Another point to make is that counting cases of a certain condition as a routine part of a local, regional or national public health surveillance system does not classically determine prevalence of conditions by having control groups. Comparison to individual controls is usually made in research studies rather than surveillance systems.
Usually, prevalence estimates are compared to population-level averages. So, as a hypothetical example, if the prevalence of back pain in my town is 10% it would be compared to the prevalence of back pain across the whole country, say for example 3%. I would then want to know more about why, in my town, there is more back pain than the national average. We call this ‘hypothesis-generating’ descriptive statistics, which often lead to generating hypotheses about causation (in this case, potential causes of the higher prevalence of back pain in my town). These can further be tested in research studies.
If I start looking into causes in this hypothetical example, I could start to do that by asking individuals in my town to take part in my research. I can ask those with and without back pain (cases and controls) to take part and ask them questions about potential causes.
To summarise, these are some considerations when talking about control selection in Long Covid prevalence estimation (some I have not touched on in detail but may expand later):
- Population level prevalence as control vs individual controls
- Longitudinal assessment vs cross-sectional
- Denominator issues (all tested positive, random or symptomatic-based, only symptomatic denominator)

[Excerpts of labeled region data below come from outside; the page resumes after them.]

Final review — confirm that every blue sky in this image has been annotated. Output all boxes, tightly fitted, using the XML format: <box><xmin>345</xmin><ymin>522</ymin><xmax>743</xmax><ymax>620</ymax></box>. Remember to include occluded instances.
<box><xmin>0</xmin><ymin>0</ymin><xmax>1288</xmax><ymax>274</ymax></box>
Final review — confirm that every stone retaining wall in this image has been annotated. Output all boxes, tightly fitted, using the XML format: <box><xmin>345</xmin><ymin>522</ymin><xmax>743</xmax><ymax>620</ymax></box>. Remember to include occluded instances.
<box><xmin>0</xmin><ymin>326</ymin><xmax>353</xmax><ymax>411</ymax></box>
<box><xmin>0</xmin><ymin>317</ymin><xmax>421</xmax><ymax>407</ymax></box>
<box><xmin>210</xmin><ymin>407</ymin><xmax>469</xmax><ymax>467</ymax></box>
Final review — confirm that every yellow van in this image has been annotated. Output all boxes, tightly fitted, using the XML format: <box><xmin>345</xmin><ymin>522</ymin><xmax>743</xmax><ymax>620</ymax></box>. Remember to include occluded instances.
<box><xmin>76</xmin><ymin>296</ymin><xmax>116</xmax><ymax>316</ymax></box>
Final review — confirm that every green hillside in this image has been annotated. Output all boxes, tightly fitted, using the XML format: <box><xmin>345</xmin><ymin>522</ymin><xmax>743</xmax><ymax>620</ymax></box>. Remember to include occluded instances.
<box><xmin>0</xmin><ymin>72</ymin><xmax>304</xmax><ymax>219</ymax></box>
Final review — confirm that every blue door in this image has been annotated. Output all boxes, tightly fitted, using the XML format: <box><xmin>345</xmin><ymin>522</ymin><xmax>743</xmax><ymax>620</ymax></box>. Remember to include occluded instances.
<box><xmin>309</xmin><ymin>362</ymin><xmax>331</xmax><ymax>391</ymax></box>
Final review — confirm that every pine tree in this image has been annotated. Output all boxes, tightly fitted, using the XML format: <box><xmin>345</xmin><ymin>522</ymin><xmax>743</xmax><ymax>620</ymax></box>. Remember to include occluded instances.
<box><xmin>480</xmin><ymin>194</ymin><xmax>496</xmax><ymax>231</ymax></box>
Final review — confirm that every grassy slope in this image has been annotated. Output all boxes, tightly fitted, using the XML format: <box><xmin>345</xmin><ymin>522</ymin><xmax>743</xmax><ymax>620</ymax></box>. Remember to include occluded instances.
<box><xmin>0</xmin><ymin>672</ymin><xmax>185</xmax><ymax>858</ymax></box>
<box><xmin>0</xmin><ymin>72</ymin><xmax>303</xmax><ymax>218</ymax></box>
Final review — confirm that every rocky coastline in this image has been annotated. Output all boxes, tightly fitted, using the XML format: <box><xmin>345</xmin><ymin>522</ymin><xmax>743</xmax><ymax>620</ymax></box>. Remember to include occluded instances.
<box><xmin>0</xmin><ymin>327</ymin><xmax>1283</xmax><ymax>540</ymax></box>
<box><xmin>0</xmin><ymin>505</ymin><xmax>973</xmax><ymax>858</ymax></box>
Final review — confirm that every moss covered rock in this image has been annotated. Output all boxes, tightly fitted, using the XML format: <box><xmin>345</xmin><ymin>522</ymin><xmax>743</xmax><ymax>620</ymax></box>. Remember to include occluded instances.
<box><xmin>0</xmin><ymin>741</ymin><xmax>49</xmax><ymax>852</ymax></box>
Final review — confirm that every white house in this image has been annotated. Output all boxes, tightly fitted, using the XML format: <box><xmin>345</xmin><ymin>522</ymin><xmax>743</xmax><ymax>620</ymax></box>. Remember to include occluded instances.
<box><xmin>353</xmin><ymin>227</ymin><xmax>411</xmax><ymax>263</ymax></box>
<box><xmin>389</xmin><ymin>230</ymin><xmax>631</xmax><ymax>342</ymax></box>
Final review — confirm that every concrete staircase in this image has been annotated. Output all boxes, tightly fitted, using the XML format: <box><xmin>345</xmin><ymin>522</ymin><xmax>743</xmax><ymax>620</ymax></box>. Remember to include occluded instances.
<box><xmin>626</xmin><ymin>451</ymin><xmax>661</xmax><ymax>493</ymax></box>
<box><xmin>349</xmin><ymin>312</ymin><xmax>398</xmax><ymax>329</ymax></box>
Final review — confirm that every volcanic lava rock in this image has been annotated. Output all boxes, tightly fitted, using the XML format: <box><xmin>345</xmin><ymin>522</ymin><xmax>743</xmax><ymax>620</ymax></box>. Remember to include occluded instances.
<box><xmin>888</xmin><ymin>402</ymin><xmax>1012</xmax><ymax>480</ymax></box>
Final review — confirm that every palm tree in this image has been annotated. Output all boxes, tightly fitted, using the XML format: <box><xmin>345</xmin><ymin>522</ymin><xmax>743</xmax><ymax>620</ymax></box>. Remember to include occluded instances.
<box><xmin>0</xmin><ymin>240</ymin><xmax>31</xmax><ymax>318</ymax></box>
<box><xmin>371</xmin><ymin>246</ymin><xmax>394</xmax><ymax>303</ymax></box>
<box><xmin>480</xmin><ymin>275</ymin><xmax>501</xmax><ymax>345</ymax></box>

- Numerator issues (definition of Long Covid, method of assessment, subjective (symptoms, functional ability) vs objectives (signs and investigations)
- Statistical modelling strategies (survival vs not)
I hope this blog begins to illustrate why having ‘controls’ on the study tin does not necessarily mean much without understanding the details of the comparisons. It is hard to get a perfect study design, but it is important to think carefully about how we ascertain case and control status when comparing and interpreting data for any condition. Long Covid is no exception, though it is one of the more complicated examples given the current scientific uncertainty around it.